New York — The UN has paid nearly $8m in salaries to about 23,500 health workers across Afghanistan over the past month, bypassing the Taliban-run health ministry in a test case to inject much-needed liquidity into a dire Afghan economy.
The UN development agency UNDP and the Global Fund health aid organisation teamed up to resurrect a programme that had been funded by the World Bank until it suspended assistance when the Taliban ousted the Western-backed Afghan government in August.
The UN has been struggling to get enough cash into Afghanistan to help deliver humanitarian aid to millions of people on the brink of famine and prevent the collapse of the economy and health and education services.
“Someone had to step in. We were confronted not just with a health system that was collapsing, but also a financial system that was collapsing,” the UNDP’s regional director for Asia and the Pacific, Kanni Wignaraja, said.
“Global Fund took the financial risk, we took the implementation risk to make these payments happen,” she said. “We’ve shown it’s possible, it can work … it goes a huge long way to saving at least the people’s economy in the country.”
The Global Fund provided $15m, of which nearly $8m was used for salaries, while much of the rest was spent on providing basic medical equipment, essential drugs and supplies. UNDP worked out how to get the funds into the country and into the hands of health workers in 31 of Afghanistan’s 34 provinces.
Wignaraja said UNDP wired some of the money to the Afghanistan International Bank and then used a large money service provider, which UNDP declined to identify for security reasons, to distribute the rest.
The health workers paid so far — working in nearly 2,200 health facilities — had money deposited into bank accounts, while another 2,500 health workers will shortly be paid in cash because they are in remote areas.
“It’s given hope to these families.

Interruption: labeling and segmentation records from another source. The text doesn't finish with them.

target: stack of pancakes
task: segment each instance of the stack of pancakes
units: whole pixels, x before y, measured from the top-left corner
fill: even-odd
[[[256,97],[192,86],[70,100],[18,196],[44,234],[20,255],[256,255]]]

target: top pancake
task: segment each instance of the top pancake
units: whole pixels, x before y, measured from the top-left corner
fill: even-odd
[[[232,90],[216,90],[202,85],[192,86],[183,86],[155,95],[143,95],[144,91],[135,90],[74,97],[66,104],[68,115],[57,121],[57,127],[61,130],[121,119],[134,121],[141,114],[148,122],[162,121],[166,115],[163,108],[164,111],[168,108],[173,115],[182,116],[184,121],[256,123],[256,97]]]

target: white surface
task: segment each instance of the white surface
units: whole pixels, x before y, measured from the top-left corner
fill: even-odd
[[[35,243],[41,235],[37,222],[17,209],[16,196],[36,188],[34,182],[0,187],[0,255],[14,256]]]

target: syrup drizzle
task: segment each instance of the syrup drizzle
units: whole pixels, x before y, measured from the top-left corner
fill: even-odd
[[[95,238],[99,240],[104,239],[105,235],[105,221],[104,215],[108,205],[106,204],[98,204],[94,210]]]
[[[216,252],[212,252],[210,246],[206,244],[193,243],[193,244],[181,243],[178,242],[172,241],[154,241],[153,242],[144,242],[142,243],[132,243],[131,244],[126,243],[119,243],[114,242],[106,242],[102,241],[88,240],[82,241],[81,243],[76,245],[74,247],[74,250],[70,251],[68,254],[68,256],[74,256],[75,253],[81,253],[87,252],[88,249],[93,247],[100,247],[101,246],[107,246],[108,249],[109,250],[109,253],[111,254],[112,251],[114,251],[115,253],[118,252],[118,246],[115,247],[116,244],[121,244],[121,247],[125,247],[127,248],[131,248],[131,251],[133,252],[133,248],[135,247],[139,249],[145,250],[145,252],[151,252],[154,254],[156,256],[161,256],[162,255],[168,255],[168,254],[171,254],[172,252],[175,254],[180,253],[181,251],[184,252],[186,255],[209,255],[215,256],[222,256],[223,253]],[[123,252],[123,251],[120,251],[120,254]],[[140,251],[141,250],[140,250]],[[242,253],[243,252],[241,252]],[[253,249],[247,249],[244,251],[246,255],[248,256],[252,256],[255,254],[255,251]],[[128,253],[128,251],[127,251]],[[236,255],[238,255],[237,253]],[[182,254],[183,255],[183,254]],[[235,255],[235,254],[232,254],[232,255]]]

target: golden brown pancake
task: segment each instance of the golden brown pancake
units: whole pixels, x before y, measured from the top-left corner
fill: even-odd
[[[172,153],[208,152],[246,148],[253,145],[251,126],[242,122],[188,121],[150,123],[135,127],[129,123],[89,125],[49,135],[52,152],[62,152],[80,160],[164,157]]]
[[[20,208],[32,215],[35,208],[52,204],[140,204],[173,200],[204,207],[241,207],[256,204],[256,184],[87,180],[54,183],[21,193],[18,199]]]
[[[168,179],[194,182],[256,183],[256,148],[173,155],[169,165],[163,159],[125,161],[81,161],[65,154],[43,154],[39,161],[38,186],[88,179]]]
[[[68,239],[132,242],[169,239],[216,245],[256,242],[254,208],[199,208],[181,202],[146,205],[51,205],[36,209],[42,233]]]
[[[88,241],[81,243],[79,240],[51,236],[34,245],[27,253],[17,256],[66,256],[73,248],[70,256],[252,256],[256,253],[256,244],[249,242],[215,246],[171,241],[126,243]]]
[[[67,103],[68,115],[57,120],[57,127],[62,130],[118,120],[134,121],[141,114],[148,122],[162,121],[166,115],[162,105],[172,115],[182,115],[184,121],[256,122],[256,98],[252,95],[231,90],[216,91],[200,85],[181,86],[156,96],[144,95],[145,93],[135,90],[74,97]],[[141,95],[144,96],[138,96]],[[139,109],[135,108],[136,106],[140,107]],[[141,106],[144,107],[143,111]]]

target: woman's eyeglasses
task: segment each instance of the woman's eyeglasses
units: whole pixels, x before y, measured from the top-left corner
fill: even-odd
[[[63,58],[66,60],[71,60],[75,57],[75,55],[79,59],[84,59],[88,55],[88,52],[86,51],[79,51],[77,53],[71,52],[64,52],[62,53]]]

It’s reignited health-care services,” said Wignaraja, adding that the programme would now be run by the World Health Organization and the UN children’s agency Unicef for the next three months.
“Without this, you literally would have all the Afghan doctors, nurses, technicians, heading across borders,” she said.
During the next three months, Wignaraja said, the UN would talk to the World Bank to see if it was then able to take over the programme again or find a hybrid solution if the bank is unable to get any approvals needed to do so.
Since the Taliban seized power, the economy has spiralled into crisis. Afghan banks relied heavily on physical US dollar-shipments, which have stopped, while billions of dollars in Afghan assets were frozen abroad. Development aid was put on hold as donors and institutions seek to avoid violating UN and unilateral sanctions and to use it as leverage over the Taliban.
Wignaraja said the payment of health workers’ salaries over the past month had helped spark the reopening of some banks.
“The minute you start the local community economic activity and people are able to deposit money and take money, these banks are able to open their local branches,” she said.
After showing it could work, the UN would continue using the formal banking system and money service providers to get cash into Afghanistan for the next few months, Wignaraja said, though she added that UN agencies were also considering a need to bring US dollars into the country.
“This has been for us a pretty crazy test-run of the system,” she said of the payments to health workers, adding that she hoped international donors were “watching it really closely”.